Good job. Unfortunately efforts like these are contingent on being in a location where you have reasonable access to wholesale bandwidth and enough population density to defray the costs of buying bandwidth and building the network.


Marin county is very, very hilly. Somewhere between hilly and mountainous, given that Mt Tamalpais sits smack in the middle of it. While most of the population is close to the freeway on the inland side, there are many many lightly populated areas with awful or no cell reception and issues with high-bandwidth type connections of various sorts. Many of the ocean-side areas are largely cut off from the main population by the mountains. I've never been to Dillon Beach, but it doesn't surprise me at all that Marin is where something like this would happen!


What are the logistics of laying fiber yourself? How do you legally dig up the ground and put the fiber down?


He didn't lay it himself; he found that AT&T had nearby fiber and paid them to run it to his garage. Then he connects to his customers via antenna.

"Kuykendall now buys Internet service at a bulk rate from AT&T, then beams the connection wirelessly to other homes.
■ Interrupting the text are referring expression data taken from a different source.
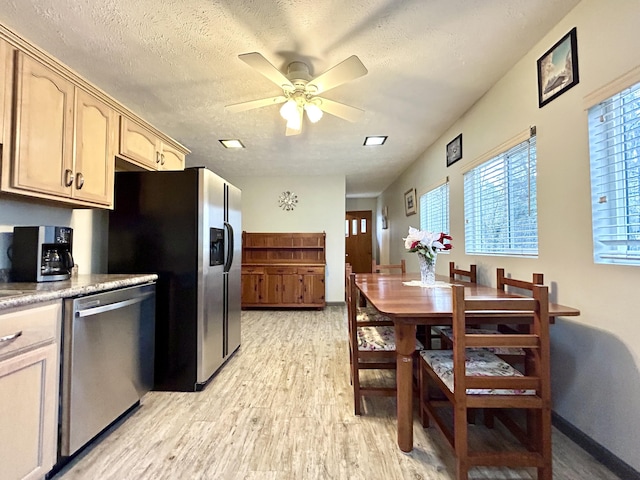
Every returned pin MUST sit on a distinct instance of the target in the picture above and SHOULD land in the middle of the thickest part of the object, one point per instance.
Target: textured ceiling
(175, 63)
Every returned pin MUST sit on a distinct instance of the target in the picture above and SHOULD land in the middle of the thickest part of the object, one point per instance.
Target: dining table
(408, 303)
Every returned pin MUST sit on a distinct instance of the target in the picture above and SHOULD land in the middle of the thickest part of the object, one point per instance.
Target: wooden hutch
(283, 270)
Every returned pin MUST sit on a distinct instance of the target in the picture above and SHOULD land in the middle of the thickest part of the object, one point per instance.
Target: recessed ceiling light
(375, 140)
(231, 143)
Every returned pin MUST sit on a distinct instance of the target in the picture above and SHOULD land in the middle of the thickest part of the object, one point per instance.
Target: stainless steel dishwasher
(107, 361)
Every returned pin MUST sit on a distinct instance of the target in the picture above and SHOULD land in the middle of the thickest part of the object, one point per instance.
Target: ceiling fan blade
(264, 102)
(263, 66)
(295, 128)
(345, 71)
(338, 109)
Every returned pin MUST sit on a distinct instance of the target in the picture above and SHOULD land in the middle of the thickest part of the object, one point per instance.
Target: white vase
(427, 269)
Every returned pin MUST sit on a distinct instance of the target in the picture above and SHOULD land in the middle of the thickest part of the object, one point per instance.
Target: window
(614, 144)
(500, 208)
(434, 209)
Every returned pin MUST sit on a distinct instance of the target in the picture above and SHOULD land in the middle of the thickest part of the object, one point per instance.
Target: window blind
(500, 205)
(434, 209)
(614, 146)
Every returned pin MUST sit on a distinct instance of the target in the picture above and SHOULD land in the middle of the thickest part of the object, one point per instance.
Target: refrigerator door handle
(229, 261)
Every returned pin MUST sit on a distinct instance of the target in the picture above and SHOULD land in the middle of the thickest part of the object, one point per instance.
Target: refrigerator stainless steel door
(210, 277)
(234, 216)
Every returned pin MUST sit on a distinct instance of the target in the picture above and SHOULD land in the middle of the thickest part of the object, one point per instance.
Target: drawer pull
(13, 336)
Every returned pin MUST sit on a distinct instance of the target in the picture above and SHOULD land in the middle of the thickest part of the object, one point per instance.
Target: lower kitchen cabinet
(29, 375)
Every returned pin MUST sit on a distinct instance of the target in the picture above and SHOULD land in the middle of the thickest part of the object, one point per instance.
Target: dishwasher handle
(113, 306)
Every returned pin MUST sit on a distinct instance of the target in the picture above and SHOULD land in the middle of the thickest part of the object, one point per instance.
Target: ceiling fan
(300, 91)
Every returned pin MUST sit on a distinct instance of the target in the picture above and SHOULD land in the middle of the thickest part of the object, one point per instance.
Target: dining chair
(395, 268)
(514, 356)
(470, 376)
(371, 347)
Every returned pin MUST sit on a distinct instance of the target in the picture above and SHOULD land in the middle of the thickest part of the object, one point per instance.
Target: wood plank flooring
(282, 409)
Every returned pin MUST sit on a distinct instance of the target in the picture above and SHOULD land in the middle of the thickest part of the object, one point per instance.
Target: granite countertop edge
(32, 293)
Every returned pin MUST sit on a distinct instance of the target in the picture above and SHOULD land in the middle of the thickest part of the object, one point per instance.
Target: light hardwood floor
(282, 408)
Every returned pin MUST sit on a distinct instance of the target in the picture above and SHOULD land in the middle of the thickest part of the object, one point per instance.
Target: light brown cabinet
(51, 116)
(145, 149)
(29, 376)
(60, 135)
(283, 270)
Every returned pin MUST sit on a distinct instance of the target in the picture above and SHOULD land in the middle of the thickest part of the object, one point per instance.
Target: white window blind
(500, 207)
(434, 209)
(614, 145)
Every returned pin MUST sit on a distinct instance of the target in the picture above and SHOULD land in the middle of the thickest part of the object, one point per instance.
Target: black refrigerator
(186, 227)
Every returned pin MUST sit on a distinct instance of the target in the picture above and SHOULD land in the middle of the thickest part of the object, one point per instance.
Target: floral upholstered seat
(381, 338)
(448, 332)
(478, 363)
(370, 314)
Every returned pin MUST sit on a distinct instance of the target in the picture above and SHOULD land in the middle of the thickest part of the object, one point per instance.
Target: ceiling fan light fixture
(313, 112)
(289, 110)
(295, 121)
(375, 140)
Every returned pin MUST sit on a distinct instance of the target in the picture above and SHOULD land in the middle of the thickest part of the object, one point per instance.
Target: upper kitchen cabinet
(5, 87)
(51, 116)
(95, 149)
(144, 148)
(42, 158)
(62, 137)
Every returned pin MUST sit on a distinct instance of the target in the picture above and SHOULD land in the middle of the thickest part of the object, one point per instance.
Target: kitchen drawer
(253, 270)
(38, 325)
(281, 270)
(310, 270)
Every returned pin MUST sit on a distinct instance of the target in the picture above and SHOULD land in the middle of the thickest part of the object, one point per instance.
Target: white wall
(596, 356)
(321, 208)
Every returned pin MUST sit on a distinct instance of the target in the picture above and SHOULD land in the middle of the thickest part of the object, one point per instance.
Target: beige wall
(596, 357)
(321, 208)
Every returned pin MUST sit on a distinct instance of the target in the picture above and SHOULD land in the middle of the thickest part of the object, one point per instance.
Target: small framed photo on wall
(454, 150)
(558, 69)
(410, 207)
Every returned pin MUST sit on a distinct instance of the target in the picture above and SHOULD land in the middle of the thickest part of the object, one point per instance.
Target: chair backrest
(538, 371)
(504, 282)
(400, 267)
(471, 274)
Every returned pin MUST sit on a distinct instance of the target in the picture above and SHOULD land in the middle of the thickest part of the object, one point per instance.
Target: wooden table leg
(405, 348)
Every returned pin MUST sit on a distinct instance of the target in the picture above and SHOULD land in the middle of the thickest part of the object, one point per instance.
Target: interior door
(359, 242)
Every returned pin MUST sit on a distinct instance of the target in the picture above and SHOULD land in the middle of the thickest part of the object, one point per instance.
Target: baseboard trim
(600, 453)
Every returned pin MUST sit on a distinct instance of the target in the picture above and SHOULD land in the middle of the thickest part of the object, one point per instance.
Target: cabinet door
(313, 289)
(291, 289)
(95, 149)
(171, 158)
(251, 289)
(43, 129)
(139, 144)
(28, 422)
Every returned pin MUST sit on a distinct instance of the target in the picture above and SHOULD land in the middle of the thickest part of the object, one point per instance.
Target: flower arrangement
(428, 244)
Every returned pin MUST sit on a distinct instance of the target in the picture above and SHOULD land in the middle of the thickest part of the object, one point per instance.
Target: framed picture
(558, 69)
(454, 150)
(410, 206)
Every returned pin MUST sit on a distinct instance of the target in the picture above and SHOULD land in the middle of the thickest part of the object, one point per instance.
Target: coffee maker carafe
(42, 253)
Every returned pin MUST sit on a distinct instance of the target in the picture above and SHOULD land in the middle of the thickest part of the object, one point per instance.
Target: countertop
(21, 294)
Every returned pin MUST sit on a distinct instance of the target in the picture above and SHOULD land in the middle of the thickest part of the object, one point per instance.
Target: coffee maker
(41, 254)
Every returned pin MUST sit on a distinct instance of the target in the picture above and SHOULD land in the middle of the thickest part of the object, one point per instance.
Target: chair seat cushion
(478, 363)
(370, 314)
(381, 338)
(448, 332)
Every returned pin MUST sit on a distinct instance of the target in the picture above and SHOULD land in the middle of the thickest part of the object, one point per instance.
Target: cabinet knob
(68, 178)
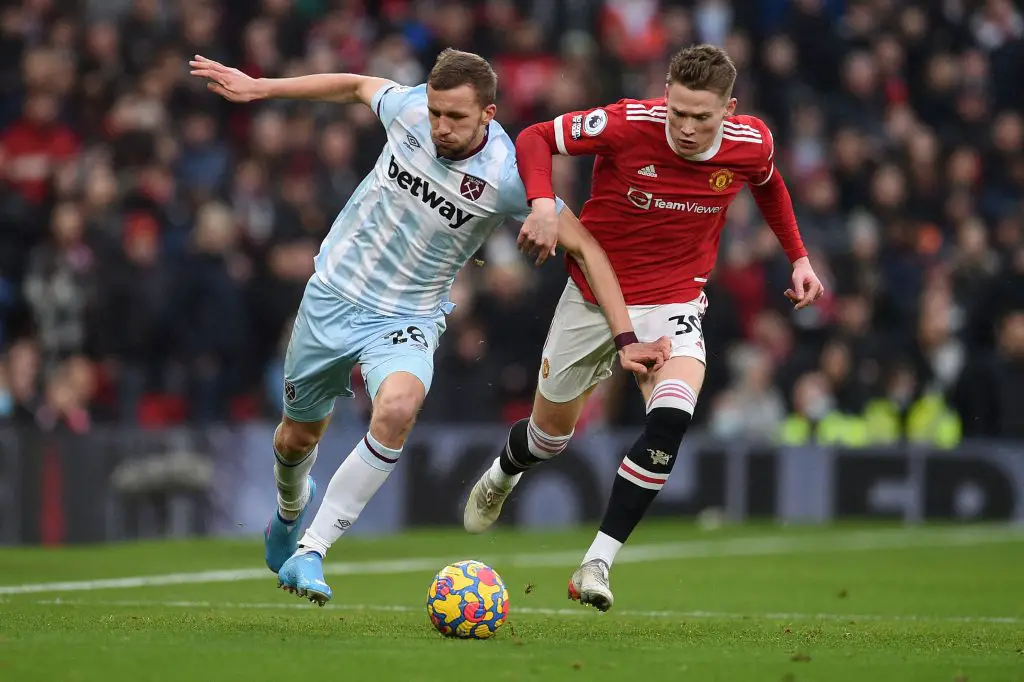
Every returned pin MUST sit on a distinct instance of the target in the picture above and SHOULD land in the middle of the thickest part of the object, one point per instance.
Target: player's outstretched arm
(633, 355)
(232, 85)
(772, 198)
(576, 133)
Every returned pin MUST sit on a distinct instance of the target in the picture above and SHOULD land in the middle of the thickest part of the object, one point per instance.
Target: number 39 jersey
(417, 218)
(657, 214)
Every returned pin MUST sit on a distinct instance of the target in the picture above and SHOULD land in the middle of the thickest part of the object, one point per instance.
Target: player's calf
(368, 466)
(646, 466)
(295, 445)
(525, 446)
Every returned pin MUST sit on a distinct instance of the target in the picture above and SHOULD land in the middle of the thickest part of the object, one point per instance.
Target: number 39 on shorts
(686, 325)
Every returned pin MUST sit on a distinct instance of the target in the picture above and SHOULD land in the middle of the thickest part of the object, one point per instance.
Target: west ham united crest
(472, 187)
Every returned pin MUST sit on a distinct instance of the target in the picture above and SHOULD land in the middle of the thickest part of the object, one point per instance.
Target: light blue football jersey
(417, 219)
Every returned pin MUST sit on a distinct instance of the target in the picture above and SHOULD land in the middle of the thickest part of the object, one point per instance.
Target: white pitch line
(529, 610)
(766, 546)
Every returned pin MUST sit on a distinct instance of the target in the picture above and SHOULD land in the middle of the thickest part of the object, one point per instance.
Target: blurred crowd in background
(155, 240)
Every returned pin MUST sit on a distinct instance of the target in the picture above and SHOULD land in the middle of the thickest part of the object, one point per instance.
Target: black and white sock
(526, 446)
(646, 466)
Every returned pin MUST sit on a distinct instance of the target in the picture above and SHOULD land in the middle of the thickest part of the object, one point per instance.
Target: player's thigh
(579, 353)
(403, 345)
(318, 360)
(682, 324)
(559, 419)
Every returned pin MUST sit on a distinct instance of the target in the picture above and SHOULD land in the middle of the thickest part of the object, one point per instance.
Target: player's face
(457, 120)
(694, 117)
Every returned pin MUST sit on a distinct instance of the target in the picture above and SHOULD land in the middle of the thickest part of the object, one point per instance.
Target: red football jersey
(657, 214)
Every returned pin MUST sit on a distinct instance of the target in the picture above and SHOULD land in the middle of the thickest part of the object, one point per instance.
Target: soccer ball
(467, 600)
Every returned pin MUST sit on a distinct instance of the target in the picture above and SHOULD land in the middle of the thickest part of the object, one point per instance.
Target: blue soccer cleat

Some customers get service free in exchange for hosting Mimosa equipment that relays the signal around corners and over hills to reach more homes."


You have basically two choices: either you get permission to put up your own poles / get permission to hang your cable on somebody else's poles or you get access to the public right of way / get permission from the landowners to dig up / trench / bore your fiber into the ground.

As to the actual mechanics of laying fiber, there are whole industries dedicated to this task. If you want more detail, you'll have to be more precise.